With modelling, there’s a particular goal that the model needs to achieve. It’s just as important to achieve the best possible values of the model parameters as it is to find out what each parameter means in terms of that goal. The loss function (cost function) is minimized, therefore getting unknown values for weight and bias ensures you’re maximizing your target (y). The goal of minimizing the cost function/loss function/sum of squares is to find a model that satisfies the objective in this learning problem. For any model, there are numerous parameters and the structure of the model in prediction or classification is expressed in terms of parameters.
In order to evaluate your model, you first need to find the loss function.
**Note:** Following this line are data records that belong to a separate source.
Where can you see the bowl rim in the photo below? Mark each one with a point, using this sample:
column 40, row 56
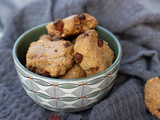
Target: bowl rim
column 17, row 62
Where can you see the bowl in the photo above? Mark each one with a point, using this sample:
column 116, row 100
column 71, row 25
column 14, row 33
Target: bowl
column 69, row 95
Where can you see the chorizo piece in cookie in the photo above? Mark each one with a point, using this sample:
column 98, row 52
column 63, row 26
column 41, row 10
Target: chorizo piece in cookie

This can be done by minimizing it, which can act as a driving force for finding an optimal value for each parameter. The loss function most commonly used in regression is L1, while it is L2 which loses less. Loss functions which are most commonly used in classification are softmax cross entropy or sigmoid cross entropy.
Common loss functions
The following is a list of common loss functions:
tf.contrib.losses.log(predictions, labels, weight = 2.0)
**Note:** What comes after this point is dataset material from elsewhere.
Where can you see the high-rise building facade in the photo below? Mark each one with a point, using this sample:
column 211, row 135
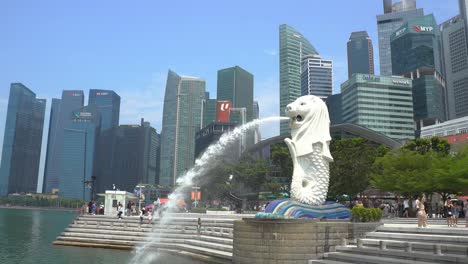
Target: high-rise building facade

Now you should be convinced that you need to use a loss function to get the best value of each parameter of the model. How can you get the best value?
Your initial idea will be most effective for finding the best values of the parameters by using linear regression. From there you need to figure out your path forward. The optimizer is a way to get the best bang for your buck by taking into account every available factor and finding the direction that offers the most value. It runs through different iterations each time and changes the value until it finds what’s best for you. Suppose you have 16 weight values (w1, w2, w3, …, w16) and 4 biases (b1, b2, b3, b4). Initially you can assume every weight and bias to be zero (or one or any number). The optimizer suggests whether w1 (and other parameters) should increase or decrease in the next iteration while keeping the goal of minimization in mind. After many iterations, w1 (and other parameters) would stabilize to the best value (or values).
TensorFlow and all related deep-learning frameworks have optimizers that slowly change the parameters to minimize the loss function. This enables them to give direction on how to set the weight and bias. Let’s assume you’re using deep learning to help train your networks. In each iteration, a certain number of weight values and bias values are changed in order to get the correct ones and minimize loss.
Selecting the best optimizer for the model to converge fast and to learn weights and biases properly is a tricky task.
So adaptive techniques (adadelta, adagrad, etc.) are good for optimizing complex neural networks. On average, Adam is usually the best option. It’s also the most outperforming adaptive technique in most cases and offers better optimization results. Methods such as SGD, NAG, & momentum aren’t always good for sparse data sets, but ADAPTIVE Learning RATE methods are. This makes it easier for you to implement, so you can spend the time focusing on something else. Additionally, it is probable that A-Learn will achieve the best results with no need for defining a learning rate.